Per la quinta volta la Commissione europea ha deciso di deferire Varsavia alla Corte di giustizia dell’Ue. Il nuovo fronte aperto da Bruxelles, che si aggiunge a quello sulla camera disciplinare dei giudici, riguarda il Tribunale costituzionale salito alla ribalta negli ultimi anni per il verdetto choc del 22 ottobre 2020 e la conseguente messa al bando dell’aborto terapeutico in Polonia. Nel mirino della Ue le due sentenze con le quali la corte polacca aveva contestato il primato del diritto europeo sull’ordinamento nazionale. Anche se lo spettro di una «Polexit» resta ancora relativamente lontano, la frattura tra la Polonia e l’Ue appare ormai insanabile.

Il Tribunale costituzionale era stato il primo organo giuridico a essere finito nel mirino della destra populista di Diritto e giustizia (Pis) dopo la vittoria alle parlamentari del 2015. Allora il Pis, fondato dai fratelli Kaczynski, aveva bloccato l’insediamento di tre giudici scelti dal governo precedente per nominare altrettanti dublerzy, ovvero tre «doppi» scelti direttamente dal nuovo governo. Attualmente il Tribunale costituzionale «orbanizzato» dal Pis è attraversato da una faida interna che ne paralizza l’attività: c’è discordia sulla carica ricoperta dalla presidente Julia Przyłebska, la cui durata era stata fissata a 6 anni qualche mese dopo il suo insediamento. In questo momento l’organo costituzionale non sembra avere i numeri per potersi esprimere sul veto temporaneamente posto dal presidente polacco Andrzej Duda all’ennesima «riformina» delle giustizia che trasferirebbe le competenze della tanto vituperata camera disciplinare – creata dal Pis e dai suoi alleati nel 2018 per «valutare» l’operato di magistrati e avvocati in tutto il paese – alla Corte amministrativa suprema (Nsa).

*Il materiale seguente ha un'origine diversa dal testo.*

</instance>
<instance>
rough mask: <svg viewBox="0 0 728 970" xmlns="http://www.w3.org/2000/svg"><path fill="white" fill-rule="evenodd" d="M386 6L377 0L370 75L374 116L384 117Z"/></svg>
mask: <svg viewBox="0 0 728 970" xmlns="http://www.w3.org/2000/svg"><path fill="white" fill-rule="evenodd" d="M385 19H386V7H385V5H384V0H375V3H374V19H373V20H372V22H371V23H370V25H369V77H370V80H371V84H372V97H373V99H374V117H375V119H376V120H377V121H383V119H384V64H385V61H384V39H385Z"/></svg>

Il governo polacco si sta aggrappando alla speranza che l’approvazione di tale provvedimento possa servire a sbloccare i 35 miliardi di euro del Recovery plan messi sul piatto dall’Ue per la ripresa post-Covid del Paese sulla Vistola. Una speranza che non trova necessariamente riscontro nella realtà visto che Bruxelles ha elencato una lunga lista di condizioni, alcune delle quali legate alla giustizia, che Varsavia è chiamata a soddisfare per scongelare i fondi. Come se non bastasse, in ballo ci sono anche i fondi delle politiche di coesione, 76,5 miliardi nel periodo 2021-2027, la cui attribuzione è ormai condizionata dalla presenza di alcuni prerequisiti normativi tra cui il rispetto dei valori inclusi della Carta dei diritti fondamentali dell’Ue da parte degli Stati membri. In materia di giustizia e stato di diritto, la Polonia resta un «osservato speciale» proprio come l’Ungheria di Orbán. E inutile dire che il mancato ottenimento dei fondi Ue, o anche soltanto un ritardo significativo nell’erogazione delle risorse messe a disposizione dall’Ue, generebbe un malcontento trasversale in Polonia con delle ripercussioni significative sul risultato delle elezioni parlamentari in programma in autunno.